March 9, 1998
If it hadn't gone down, the Titanic
might have gone up in smoke.
If you were, say, the president of Philip Morris and you were fantasizing about how to sell more cigarettes, you'd probably start with the movies. A love story, perhaps, because adolescent girls--who are your target audience--love love stories. The male lead would be a teen idol. He would smoke while lying on a bench, gazing up at the night sky. The young heroine would rebelliously blow smoke in her mother's face. In a spirited moment at a party, she might snatch a cigarette from the mouth of a stranger and draw deeply, staring into her lover's eyes. You'd put them on a boat. A big, romantic boat. The boat would sink. The film would be a blockbuster, a movie that teen-age girls would see three and four and five times, until they could mime every line and gesture.
Obviously, this is only a dream, since no self-respecting teen idol would work for a cigarette company, and no cigarette company could ever get away with so blatantly targeting an adolescent audience. But this is the wonderful thing about being in the cigarette business right now: Whatever you cannot do for yourself, Hollywood, apparently, will do for you. "If I were the head of a tobacco company, I'd say, 'God bless "Titanic," ' " Bruce Silverman, a California ad executive, who directed that state's antismoking media campaign, says.

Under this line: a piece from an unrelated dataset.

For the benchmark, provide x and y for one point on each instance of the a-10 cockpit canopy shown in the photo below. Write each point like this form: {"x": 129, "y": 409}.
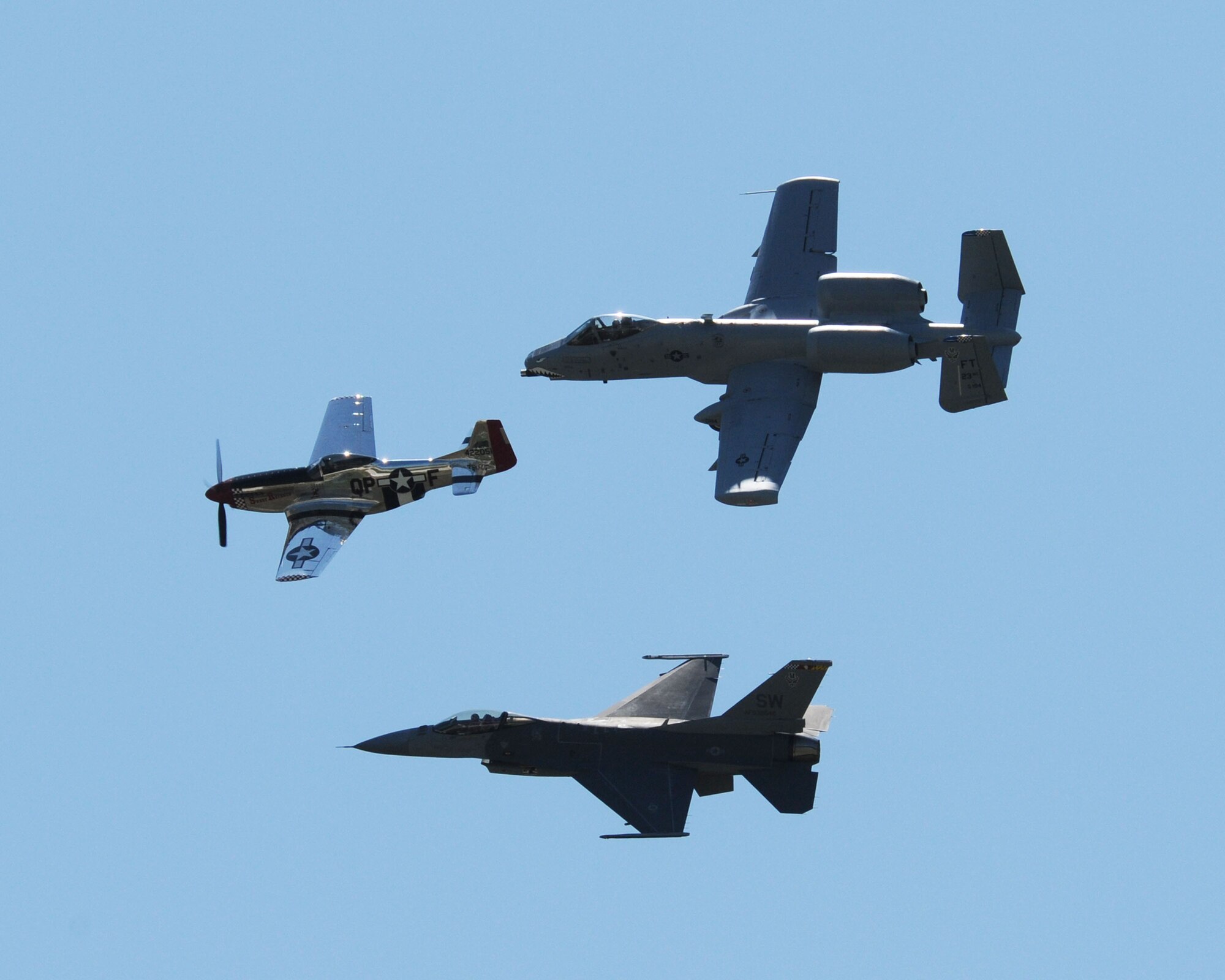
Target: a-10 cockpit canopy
{"x": 600, "y": 330}
{"x": 477, "y": 721}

What makes "Titanic" perfect as a smoking movie is that it transcends the smoking-movie cliché. Most movies are, in some way, linked to a specific brand. Last summer's "My Best Friend's Wedding," for example, in which Julia Roberts smoked one cigarette after another as she schemed to defeat a romantic rival, was clearly a Newport movie. In Newport ads, the media critic Mark Crispin Miller has written, "there is always an aggressor acting on a victim--whose expression has, deliberately, been made ambiguous, a look at once of 'pleasure' and of terror." (The gray area between pleasure and terror, it can safely be said, is the subtext of all Julia Roberts movies.) Bruce Willis's chain-smoking loner hero in the "Die Hard" series, on the other hand, is pure Marlboro Man. "The Marlboro Man is almost always alone and is never subject to any authority whatsoever," the marketing expert Richard Pollay wrote in 1995. "There are no parents, no older brothers, no foreman . . . in Marlboro Country."
But what is "Titanic"? Leonardo DiCaprio smoking pensively on the Titanic deck is classic Marlboro Man. The swells in first class trading cigarettes are Dunhill. The rough-and-tumble crowd in steerage rolling their own could be taken as a coded reference to the no-frills, no-additive, no-bull Winston, while Kate Winslet blowing smoke in her mother's face is very much "You've come a long way, baby"--Virginia Slims. As for the climactic smoking scene, in which Winslet coquettishly snatches a cigarette from a man's mouth, that's pure Joe Camel. As Camel's former ad agency, Young and Rubicam, said of the brand's archetypal smoker, "Always the winner, on top of the situation, beating the system, and covering the scene, whatever he does he does with a style and joie de vivre all his own." In "Titanic," smoking is sexy and social and sophisticated and genuine and rebellious, and in the end virtually everybody dies--which is the most perfect touch of all.